İstanbul gerçekten de çok güzel bir şehir. Özellikle deniz kenarındaki restoranları çok beğeniyorum. Evcimen birisiyim ve daha çok ailemle vakit geçirmeyi seviyorum. Boş günlerimde de ailemle birlikte yaşadığım Florya ve çevresinde geziyorum. Takdir edersiniz ki şehir merkezine gittiğimizde ciddi bir trafik sorunu yaşanıyor. Bu nedenle zaman zaman merkeze gitsem de daha çok Florya civarında kalmayı tercih ediyorum.
- Moldova'da ve Rusya'da yaşadın, şimdi de İstanbul'dasın. Yaşadığın şehirleri İstanbul'la kıyasladığında neler söyleyebilirsin?
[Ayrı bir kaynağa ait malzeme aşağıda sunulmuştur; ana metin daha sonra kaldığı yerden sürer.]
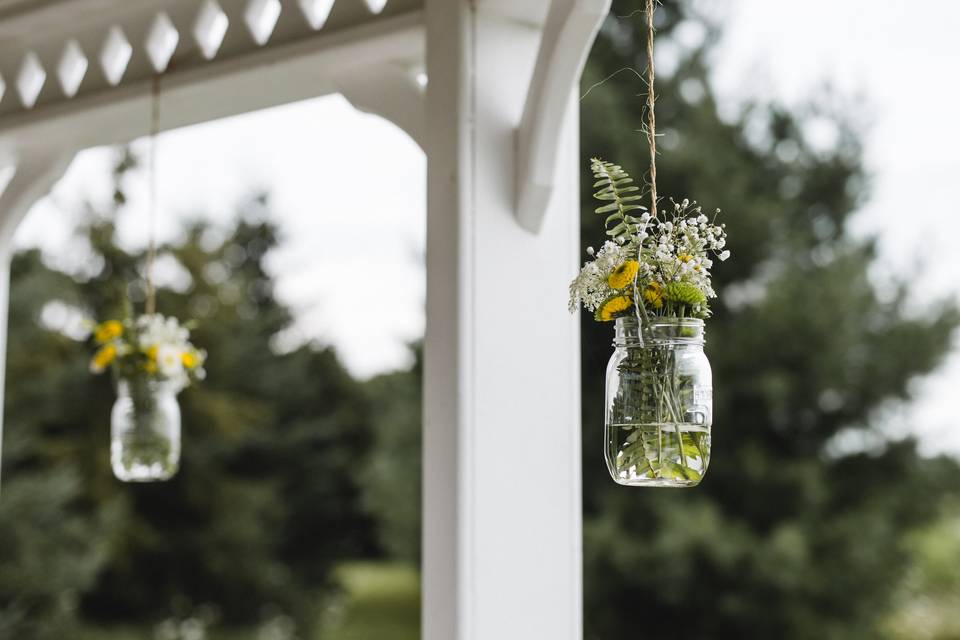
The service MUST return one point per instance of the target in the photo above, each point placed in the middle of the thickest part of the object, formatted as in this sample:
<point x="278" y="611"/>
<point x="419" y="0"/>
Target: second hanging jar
<point x="659" y="403"/>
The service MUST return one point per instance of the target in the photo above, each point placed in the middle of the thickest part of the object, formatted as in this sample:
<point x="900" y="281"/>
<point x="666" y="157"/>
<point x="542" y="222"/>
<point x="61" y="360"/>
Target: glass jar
<point x="659" y="404"/>
<point x="145" y="431"/>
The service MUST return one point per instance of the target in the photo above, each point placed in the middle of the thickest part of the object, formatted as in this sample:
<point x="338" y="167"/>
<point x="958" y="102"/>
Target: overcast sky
<point x="342" y="225"/>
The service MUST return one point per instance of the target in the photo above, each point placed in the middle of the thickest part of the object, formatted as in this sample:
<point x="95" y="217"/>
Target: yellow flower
<point x="102" y="358"/>
<point x="107" y="331"/>
<point x="624" y="274"/>
<point x="653" y="294"/>
<point x="189" y="359"/>
<point x="613" y="306"/>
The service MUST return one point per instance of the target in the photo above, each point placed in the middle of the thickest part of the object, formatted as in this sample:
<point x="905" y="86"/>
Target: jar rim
<point x="661" y="330"/>
<point x="664" y="320"/>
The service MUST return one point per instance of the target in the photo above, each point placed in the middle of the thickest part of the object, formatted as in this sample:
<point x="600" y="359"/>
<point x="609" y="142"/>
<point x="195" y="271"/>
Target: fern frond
<point x="616" y="189"/>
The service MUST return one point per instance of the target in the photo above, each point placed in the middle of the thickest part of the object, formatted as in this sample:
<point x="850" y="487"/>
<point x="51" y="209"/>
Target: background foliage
<point x="812" y="522"/>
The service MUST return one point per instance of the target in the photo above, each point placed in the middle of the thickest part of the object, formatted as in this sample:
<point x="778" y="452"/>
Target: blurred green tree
<point x="791" y="535"/>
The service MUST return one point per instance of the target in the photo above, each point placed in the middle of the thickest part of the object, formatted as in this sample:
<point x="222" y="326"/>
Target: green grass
<point x="380" y="601"/>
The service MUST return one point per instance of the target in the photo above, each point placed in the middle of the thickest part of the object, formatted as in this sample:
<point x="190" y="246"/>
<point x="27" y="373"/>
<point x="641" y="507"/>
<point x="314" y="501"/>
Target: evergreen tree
<point x="788" y="536"/>
<point x="266" y="500"/>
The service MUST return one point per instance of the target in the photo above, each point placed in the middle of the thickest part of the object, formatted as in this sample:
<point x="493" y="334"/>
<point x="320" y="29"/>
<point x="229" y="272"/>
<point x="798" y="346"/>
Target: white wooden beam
<point x="264" y="78"/>
<point x="568" y="35"/>
<point x="502" y="507"/>
<point x="392" y="92"/>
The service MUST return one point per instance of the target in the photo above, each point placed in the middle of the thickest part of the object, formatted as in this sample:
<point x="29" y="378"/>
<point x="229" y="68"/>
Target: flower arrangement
<point x="151" y="348"/>
<point x="659" y="267"/>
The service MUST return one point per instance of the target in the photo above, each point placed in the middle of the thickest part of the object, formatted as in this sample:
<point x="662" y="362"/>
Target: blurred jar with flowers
<point x="152" y="360"/>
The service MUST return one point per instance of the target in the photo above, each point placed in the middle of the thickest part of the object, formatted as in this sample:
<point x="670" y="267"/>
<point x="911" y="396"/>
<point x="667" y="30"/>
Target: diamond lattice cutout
<point x="72" y="68"/>
<point x="376" y="6"/>
<point x="316" y="11"/>
<point x="30" y="79"/>
<point x="161" y="42"/>
<point x="261" y="17"/>
<point x="210" y="28"/>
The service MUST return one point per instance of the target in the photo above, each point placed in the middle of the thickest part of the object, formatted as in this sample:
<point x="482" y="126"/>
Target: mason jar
<point x="659" y="403"/>
<point x="145" y="431"/>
Yaşadığım her şehrin kendine has özellikleri vardı. Hepsinde de çok rahat ve iyi yaşadım. Hepsi de ailem ve benim için çok iyi tecrübeler oldu. İstanbul'un diğerlerinden en önemli farkı Müslüman bir toplumun içinde yaşıyor olmamız. Ailem ve ben burada da çok rahat yaşıyoruz. İnsanlar son derecede sıcakkanlı ve dost canlısı. İstanbul'da yaşıyor olmaktan dolayı mutluyum. Dilerim hem özel hayatımda hem de futbol hayatımda mutlu ve başarılı günlerimiz devam eder.